Felipe se aproximou de onde ela estava sentada e começou a beijar-lhe o pescoço. A jovem permanecia estática. Não esboçava nenhuma reação.
-- Às vezes eu penso que namoro uma estátua. -- Disse frustrado diante da indiferença dela.
-- Vai começar com isso novamente? – Levantou-se exasperada.
-- Nossa relação é apenas mais um negócio para ti.
-- Se você não se importa, eu vou subir para o quarto. Pode ficar aí, peça algo para beber, relaxe, quiser nadar, a piscina está limpinha.
-- Eu já estou indo embora. Espero que melhores.
Sem mais palavras, o jovem deixou o recinto.
A Dervelux observou a porta ser fechada e permaneceu lá, apenas observando.
Maria observou o semblante da sua menina, parecia cansada.
Sabia que ela estava chateada desde o dia do episódio do telefone, sabia disso porque estava sendo ignorada e a herdeira de Arthur só fazia isso quando não queria discutir com ela.

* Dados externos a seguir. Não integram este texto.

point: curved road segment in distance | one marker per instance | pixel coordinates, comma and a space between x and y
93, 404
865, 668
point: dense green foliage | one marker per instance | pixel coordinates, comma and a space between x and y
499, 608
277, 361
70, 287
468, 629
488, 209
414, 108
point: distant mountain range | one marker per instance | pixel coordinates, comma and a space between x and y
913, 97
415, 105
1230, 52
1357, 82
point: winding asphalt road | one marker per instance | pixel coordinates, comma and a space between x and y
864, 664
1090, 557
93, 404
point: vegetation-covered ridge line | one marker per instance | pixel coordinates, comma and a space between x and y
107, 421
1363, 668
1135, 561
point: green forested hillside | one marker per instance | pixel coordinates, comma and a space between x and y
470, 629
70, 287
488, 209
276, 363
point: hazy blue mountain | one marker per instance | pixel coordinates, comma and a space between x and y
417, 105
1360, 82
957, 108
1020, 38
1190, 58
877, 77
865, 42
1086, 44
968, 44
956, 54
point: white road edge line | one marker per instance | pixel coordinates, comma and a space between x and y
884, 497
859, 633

Os olhos azuis se voltaram para si.
-- Não a esperava tão cedo em casa.
-- Não aviso mais a hora que vou chegar para poder ver as coisas erradas que você anda fazendo. – Já seguia para a escada.
-- Por favor, menina, me desculpe por aquilo.
-- não quero mais falar sobre isso.
-- Certo. – A mulher hesitou. – Alice pediu para te avisar que precisa falar com você.
Aquilo pareceu deixar a arquiteta mais irritada.
-- O quê? Era o que me faltava. E o que que essa fedelha quer comigo?
-- Bem, isso eu não sei. Há três dias ela pediu para te dar o recado. Mas raramente te vejo.— A senhora preferiu seguir para a cozinha, antes de mais uma explosão de humor caótico.
Amanda subiu as escadas e foi direto para o quarto da pupila. Passou todos esses dias evitando vê-la, porém o recado que lhe fora dado, deixou-a curiosa e exasperada, pois não tinha nenhuma obrigação de aceitar falar com aquela pirralha.
Parou diante da porta e como de costume, entrou sem bater e teve uma surpresa.
Alice estava nua. Totalmente despida. Tinha acabado de tomar banho e secava os cabelos com a toalha.